Yapı müteahhidinin SGK borçları nedeniyle bazı binaların iskan yapı kullanma izin ruhsatı verilmediği görülmektedir. Ne var ki, bu durum 5940 sayılı Kanunun 28. maddesi ile iskan verilmesi için bir engel olmamakla birlikte, bazı belediyelerin açık hükme rağmen iskan izni için SGK ilişiksizdir belgesi istendiği görülmektedir.
3194 sayılı İmar Kanunu'nun 5940 sayılı Kanunla değişik 28.maddesinde "Fenni mesullerce denetime ilişkin mimarlık ve mühendislik raporları hazırlanan, yapı sahibi, fenni mesuller ve ilgili idare elemanlarının birlikte düzenlendiği tespit tutanağı ile tamamlandığı belirlenen, ancak, yapı müteahhidinin yapım işlerinden doğan vergi ve sigorta primi borçlarının ve diğer sorumluluklarının gereğinin yerine getirilmemesi sebebiyle yapı kullanma izin belgesi verilmesi işlemleri tamamlanmayan yapılar için, yapının müteahhidi olmayan yapı sahibinin talebi üzerine, ilgili idarece durum tespit edilerek yapı kullanma izin belgesi verilir. " hükmüne yer verilmiştir.
Çevre ve Şehircilik Bakanlığı Mesleki Hizmetler Genel Müdürlüğü 17576483-045.01 sayılı görüş yazısında da “3194 sayılı Kanunun 30’uncu maddesine göre kısmi yapı kullanma izni verilebildiği hükmü de dikkate alınarak Kanunun 28’inci maddesinin onuncu fıkrasında belirtildiği şekliyle yapının tamamlandığının tutanakla belgelenmesi ve yapının müteahhidi olmayan yapı sahibinin talebi üzerine, vergi ve sigorta borcu bulunan müteahhidin hissedi veya maliki olduğu bağımsız bölümler hariç tutularak, diğer bağımsız bölümler için kısmi yapı kulllanma izni belgesi verilmesi gerektiği değerlendirilmektedir.” şeklinde kısmi yapı kullanma izni de verilebileceği belirtilmektedir.

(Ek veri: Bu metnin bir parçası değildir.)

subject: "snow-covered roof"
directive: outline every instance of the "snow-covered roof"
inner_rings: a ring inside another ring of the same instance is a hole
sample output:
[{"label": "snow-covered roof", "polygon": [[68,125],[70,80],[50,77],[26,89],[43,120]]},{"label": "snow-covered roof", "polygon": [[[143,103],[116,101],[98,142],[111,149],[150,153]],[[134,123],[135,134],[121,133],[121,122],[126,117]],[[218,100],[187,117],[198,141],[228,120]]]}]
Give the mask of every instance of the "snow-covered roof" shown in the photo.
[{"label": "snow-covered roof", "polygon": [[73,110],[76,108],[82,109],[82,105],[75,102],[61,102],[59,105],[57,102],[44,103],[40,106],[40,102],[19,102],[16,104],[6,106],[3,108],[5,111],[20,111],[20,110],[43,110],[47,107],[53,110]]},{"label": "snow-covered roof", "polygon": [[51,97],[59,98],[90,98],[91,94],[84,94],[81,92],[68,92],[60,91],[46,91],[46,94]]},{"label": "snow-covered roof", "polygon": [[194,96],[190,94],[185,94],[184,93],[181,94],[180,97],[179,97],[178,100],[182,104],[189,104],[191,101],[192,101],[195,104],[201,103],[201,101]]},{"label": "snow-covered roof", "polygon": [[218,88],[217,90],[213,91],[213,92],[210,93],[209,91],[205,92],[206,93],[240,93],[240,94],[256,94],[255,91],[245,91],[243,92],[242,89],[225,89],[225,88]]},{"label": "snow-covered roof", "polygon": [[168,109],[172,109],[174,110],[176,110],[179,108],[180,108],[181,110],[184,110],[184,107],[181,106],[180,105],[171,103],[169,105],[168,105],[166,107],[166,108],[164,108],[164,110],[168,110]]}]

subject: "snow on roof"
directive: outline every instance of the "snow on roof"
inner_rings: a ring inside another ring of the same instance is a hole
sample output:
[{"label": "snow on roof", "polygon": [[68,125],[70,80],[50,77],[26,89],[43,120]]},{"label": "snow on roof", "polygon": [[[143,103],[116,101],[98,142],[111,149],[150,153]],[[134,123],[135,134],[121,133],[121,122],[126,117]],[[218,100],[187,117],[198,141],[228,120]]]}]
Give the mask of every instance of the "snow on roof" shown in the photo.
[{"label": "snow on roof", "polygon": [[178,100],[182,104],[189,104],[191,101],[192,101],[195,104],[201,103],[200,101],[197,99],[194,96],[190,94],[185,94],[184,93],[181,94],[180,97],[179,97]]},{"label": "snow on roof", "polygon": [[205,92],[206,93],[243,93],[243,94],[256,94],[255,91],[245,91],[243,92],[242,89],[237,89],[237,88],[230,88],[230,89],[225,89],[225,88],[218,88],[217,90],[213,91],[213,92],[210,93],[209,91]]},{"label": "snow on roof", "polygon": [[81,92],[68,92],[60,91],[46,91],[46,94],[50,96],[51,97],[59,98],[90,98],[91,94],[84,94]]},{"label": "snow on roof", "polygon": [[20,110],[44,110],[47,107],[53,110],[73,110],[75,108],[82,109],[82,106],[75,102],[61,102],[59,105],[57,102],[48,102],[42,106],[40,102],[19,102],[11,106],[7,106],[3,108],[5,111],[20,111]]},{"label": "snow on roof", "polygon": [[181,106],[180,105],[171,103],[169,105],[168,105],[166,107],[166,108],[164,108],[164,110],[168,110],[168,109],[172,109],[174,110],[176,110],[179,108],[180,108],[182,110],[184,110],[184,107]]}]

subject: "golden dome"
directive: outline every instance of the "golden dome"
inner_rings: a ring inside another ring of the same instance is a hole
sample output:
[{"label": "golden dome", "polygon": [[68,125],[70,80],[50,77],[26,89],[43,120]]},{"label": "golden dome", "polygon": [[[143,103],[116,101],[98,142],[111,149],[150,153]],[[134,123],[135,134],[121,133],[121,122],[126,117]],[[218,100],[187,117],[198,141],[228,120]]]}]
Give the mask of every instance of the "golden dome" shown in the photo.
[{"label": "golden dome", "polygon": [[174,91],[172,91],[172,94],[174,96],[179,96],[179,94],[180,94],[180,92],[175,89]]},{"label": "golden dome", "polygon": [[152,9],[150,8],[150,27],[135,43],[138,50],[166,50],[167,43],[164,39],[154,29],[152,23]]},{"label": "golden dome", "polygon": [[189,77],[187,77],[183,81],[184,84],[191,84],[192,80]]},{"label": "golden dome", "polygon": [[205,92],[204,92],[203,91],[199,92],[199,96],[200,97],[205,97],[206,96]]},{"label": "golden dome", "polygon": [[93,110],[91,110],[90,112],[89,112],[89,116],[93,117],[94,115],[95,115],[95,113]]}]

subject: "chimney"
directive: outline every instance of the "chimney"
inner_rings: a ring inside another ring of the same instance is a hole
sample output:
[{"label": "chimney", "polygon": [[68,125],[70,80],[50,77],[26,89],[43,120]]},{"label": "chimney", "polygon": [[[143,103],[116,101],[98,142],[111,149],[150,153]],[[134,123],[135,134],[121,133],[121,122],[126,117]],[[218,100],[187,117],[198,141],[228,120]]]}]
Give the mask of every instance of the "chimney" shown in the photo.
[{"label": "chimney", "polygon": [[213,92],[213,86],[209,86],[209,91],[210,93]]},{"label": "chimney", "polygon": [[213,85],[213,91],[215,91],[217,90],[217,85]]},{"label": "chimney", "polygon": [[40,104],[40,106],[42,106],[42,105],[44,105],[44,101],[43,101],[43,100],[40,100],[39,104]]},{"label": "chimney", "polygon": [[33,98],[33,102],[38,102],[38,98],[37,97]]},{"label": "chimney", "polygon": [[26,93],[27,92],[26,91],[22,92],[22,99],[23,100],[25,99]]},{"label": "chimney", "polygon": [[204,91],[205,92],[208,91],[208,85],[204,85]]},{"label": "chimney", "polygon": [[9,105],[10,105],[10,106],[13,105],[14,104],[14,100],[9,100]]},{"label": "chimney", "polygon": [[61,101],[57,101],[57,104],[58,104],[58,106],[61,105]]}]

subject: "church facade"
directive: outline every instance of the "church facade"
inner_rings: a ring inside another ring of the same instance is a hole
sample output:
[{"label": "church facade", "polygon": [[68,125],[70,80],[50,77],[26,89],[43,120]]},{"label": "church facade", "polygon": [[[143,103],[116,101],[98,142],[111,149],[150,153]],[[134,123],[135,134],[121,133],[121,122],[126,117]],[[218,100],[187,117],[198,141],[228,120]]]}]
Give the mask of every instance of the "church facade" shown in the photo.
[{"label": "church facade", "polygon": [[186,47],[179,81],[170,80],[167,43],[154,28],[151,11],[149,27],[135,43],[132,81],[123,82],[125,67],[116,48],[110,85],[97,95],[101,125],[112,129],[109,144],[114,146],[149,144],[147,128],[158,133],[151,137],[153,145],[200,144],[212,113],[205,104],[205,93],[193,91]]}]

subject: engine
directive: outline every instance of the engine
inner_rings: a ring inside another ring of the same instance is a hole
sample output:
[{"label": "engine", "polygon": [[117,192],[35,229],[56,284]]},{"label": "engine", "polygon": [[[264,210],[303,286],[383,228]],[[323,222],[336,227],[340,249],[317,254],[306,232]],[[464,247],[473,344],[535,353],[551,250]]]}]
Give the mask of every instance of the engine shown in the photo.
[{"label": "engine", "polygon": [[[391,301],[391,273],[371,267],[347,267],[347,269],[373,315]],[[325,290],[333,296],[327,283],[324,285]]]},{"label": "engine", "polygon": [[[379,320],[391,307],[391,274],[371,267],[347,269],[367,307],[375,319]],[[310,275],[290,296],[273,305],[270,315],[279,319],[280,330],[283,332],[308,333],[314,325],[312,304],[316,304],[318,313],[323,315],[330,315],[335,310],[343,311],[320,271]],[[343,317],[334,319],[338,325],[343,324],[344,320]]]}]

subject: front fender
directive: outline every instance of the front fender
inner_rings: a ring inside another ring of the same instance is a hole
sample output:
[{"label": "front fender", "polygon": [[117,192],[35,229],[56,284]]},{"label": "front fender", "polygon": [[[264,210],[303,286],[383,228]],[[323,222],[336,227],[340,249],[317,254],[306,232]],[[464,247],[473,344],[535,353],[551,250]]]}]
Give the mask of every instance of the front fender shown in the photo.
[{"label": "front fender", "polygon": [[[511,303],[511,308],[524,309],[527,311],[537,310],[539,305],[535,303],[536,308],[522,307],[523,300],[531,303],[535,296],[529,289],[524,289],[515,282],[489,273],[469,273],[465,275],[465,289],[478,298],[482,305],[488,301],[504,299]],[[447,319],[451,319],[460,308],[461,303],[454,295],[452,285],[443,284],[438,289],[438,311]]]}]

İlgili mevzuat hükmü ve görüş yazısından açıkça anlaşıldığı üzere vergi ve sigorta borcu bulunan müteahhidin hissedi veya maliki olduğu bağımsız bölümler hariç tutularak diğer yapı maliklerinin iskan başvurularında SGK ilişiksizdir belgesi istenmesi hukuka uygun olmayıp, bu hususta açmış olduğumuz davada verilen yürütmeyi durdurma kararı şöyledir:
ANKARA
8.İDARE MAHKEMESİ
2022/....
YÜRÜTMENİN DURDURULMASINI
İSTEYEN (DAVACI) : ...
VEKİLİ : Av. Feyzullah ALTAŞ -UETS
KARŞI TARAF (DAVALI) : ... Belediye Başkanlığı
VEKİLİ : Av.
İSTEMİN ÖZETİ : ..ili, ...ilçesi, ...Mahallesindeki ...ada, ... numaralı parselde bulunan taşınmazdaki ...nolu bağımsız bölümün maliki olan davacı tarafından, taşınmazı için iskan ruhsatı işlemlerinin tamamlanması için SGK ilişiksizdir belgesine ihtiyaç duyulmadan, iskan ruhsatı işlemlerinin tamamlanması istemiyle 22.03.2022 tarihli dilekçeyle yaptığı başvurunun, yapı kullanma izni belgesi düzenlenmesi için yapı kullanma izni belgesi için istenen evrakların tamamlanarak İmar ve Şehircilik Müdürlüğüne başvurulması gerektiğinden bahisle reddine ilişkin 21.04.2022 tarih ve E-...-376156 sayılı işlemin; kendisinin yapının müteahhidi olmayan yapı sahibi olduğu, yapı kullanma izin belgesi verilmesine kanunen engel bir durumun bulunmadığı, Ankara 12.Asliye Hukuk Mahkemesinin E: sayılı kararı ile iskan ruhsatı alınması için izin verilmesine karar verildiği ileri sürülerek iptali istenilmektedir.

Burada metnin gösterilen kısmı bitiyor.